I could be alone on this but I've found the past two weeks of the Obama administration among the most frustrating since he took office. Not so much because of his reaction to the BP debacle, but his reaction to the reaction.
Last week, as the media storyline of millions of gallons of oil pouring into the ocean went stale, the conversation turned to the Obama's alleged lack of emotion in reacting to the crisis.
He seemed to catch the drift, advertising his desire to kick ass to Matt Lauer and following it up with Tuesday night's address. But the speech took me back to the days of vague eloquence early in the campaign, the time when Obama could show up and get a crowd open at the idea of a president who could conjugate.
The fine print of the Constitution has one of those clauses explaining that in exchange for democracy, the line between politics and theater will remain constantly blurred. Dictators have the luxury of not giving a shekel about "reflecting the public mood." Picture Saddam Hussein, Joseph Mobutu or Stalin attempting to show empathy in the face of an ecological disaster. Exactly.
But not so for Presidents. When the public knocked the elder George Bush for appearing to be too wimpy, he made a show of whipping off his jacket in the middle of a speech, suggesting that even an Andover grad can have a little thug in him. Nothing Bill Clinton said during his eight years in the White House (aside from "I did not have sex with that woman,") will be recalled as vividly as "I feel your pain."
On that level, it's no surprise that this country chose an actor to be president in 1980; the surprise is that it took them two centuries to do it. The modern presidency is not a job, it's a command performance.
Obama did a credible job of appearing presidentially pissed —at BP for their negligence, at Congress for ignoring clean energy options for years, at the entire sorry state of affairs. And perhaps he actually was, though that's beside the point. The fact that he had to show it was the real issue. He added the requisite lines about what his administration had done to resolve the problem and the punitive steps that would be taken toward BP. But there was a tin echo to his words. This is the guy who took office promising to tell people things that they didn't want to hear.
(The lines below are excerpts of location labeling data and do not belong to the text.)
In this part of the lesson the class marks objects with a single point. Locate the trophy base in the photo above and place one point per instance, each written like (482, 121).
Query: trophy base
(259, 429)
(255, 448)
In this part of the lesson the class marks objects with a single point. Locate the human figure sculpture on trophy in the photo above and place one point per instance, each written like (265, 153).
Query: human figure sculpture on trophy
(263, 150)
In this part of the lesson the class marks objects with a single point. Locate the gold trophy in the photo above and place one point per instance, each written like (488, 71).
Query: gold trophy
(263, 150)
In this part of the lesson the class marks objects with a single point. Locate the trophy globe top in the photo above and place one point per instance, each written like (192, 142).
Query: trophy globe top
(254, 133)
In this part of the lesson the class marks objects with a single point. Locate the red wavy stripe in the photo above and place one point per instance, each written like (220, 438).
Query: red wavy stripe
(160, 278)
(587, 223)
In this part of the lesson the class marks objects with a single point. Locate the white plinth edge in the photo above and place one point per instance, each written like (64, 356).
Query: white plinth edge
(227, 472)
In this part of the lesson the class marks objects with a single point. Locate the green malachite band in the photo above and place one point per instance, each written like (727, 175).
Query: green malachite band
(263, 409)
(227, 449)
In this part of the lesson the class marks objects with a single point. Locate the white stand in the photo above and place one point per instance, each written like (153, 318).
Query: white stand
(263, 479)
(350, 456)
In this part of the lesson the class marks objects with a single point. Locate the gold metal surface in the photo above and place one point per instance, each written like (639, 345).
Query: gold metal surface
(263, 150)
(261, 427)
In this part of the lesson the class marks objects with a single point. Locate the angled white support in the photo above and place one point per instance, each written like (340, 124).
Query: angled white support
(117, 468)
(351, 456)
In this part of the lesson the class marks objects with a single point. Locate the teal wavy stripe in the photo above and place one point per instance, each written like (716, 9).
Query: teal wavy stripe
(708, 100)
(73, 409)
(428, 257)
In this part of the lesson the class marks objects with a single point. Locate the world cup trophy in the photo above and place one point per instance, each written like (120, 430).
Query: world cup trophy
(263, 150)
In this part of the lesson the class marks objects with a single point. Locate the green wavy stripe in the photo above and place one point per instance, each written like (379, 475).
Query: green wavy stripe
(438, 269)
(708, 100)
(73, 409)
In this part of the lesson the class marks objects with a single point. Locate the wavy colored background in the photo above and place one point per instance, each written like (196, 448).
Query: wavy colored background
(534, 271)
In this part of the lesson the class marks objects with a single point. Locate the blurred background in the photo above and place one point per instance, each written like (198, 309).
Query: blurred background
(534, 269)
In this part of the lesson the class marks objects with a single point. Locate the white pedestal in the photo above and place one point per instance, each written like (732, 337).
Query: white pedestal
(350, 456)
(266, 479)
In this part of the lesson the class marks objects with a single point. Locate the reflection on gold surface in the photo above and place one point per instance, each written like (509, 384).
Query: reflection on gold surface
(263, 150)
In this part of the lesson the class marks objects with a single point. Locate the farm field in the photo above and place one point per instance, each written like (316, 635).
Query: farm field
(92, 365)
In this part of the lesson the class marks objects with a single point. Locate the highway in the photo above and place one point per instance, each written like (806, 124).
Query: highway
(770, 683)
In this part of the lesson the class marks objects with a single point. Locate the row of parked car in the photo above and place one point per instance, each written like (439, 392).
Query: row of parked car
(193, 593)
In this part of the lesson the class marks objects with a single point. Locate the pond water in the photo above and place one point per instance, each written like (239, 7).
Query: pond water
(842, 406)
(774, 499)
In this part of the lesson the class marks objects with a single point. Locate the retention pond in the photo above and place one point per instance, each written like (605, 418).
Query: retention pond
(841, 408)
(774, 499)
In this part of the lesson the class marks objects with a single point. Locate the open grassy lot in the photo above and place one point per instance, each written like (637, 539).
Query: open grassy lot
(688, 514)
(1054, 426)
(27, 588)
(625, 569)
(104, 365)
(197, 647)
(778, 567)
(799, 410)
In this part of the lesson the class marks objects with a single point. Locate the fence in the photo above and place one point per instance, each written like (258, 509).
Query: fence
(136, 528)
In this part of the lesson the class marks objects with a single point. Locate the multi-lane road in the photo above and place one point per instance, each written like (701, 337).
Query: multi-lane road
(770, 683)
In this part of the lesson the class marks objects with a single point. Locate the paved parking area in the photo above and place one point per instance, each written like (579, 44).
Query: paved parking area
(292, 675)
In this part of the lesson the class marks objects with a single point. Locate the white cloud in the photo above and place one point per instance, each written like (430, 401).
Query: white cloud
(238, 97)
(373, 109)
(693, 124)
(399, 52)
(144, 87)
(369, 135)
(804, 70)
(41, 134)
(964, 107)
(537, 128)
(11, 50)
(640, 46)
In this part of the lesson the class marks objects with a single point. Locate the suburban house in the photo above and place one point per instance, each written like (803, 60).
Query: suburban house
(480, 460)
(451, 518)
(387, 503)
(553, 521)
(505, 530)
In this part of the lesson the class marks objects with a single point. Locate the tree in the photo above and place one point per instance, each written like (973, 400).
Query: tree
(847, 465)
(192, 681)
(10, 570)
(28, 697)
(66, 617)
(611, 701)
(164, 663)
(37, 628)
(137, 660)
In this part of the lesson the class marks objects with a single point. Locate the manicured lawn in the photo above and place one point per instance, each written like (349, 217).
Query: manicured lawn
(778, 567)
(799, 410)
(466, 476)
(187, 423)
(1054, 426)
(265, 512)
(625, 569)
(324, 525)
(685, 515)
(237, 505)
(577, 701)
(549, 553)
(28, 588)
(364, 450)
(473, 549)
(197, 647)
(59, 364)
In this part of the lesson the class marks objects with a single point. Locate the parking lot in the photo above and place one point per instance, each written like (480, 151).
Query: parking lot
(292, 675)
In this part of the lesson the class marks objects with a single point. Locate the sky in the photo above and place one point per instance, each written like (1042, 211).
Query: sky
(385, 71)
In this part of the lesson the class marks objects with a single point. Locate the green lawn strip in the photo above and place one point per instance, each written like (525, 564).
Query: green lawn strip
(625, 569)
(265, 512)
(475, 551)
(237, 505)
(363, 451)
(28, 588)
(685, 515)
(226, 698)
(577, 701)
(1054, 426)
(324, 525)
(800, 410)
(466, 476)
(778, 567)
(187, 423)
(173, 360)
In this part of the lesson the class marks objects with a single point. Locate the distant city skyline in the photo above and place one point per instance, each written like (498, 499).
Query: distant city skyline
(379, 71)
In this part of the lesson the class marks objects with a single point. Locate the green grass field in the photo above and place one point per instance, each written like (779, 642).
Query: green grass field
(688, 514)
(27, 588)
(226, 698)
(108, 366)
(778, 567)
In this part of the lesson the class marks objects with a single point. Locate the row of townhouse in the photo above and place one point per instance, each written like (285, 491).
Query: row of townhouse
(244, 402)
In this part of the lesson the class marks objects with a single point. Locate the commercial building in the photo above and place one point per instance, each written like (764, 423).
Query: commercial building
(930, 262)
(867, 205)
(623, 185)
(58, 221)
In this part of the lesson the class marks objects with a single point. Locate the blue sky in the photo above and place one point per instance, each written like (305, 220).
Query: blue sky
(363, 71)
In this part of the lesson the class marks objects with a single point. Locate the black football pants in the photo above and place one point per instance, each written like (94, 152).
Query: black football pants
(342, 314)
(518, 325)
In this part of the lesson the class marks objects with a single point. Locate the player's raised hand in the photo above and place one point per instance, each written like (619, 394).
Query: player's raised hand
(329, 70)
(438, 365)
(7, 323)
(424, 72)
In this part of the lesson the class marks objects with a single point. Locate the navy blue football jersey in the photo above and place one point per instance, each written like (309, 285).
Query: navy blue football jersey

The one common theme between politicians of both parties in recent years is their routine denunciations of "the special interests." But there's one special interest group whose whims won't be ignored: the public.
In the midst of the OPEC crisis, Jimmy Carter told the country to turn down the thermostat and put on a sweater and he was virtually accused of treason. And for that reason successive disasters—the Exxon Valdez, 9/11 and now the Gulf oil spill have occurred with no fundamental change in American energy policy. Obama no doubt understands that telling the country to sacrifice in the name of energy independence is good policy but bad politics.
In the era of micro-polling and swing states maybe it's too much to expect a president to make unpopular demands, especially those that might include taxes. But I can't help feeling that the performance was great but the script needed way more work.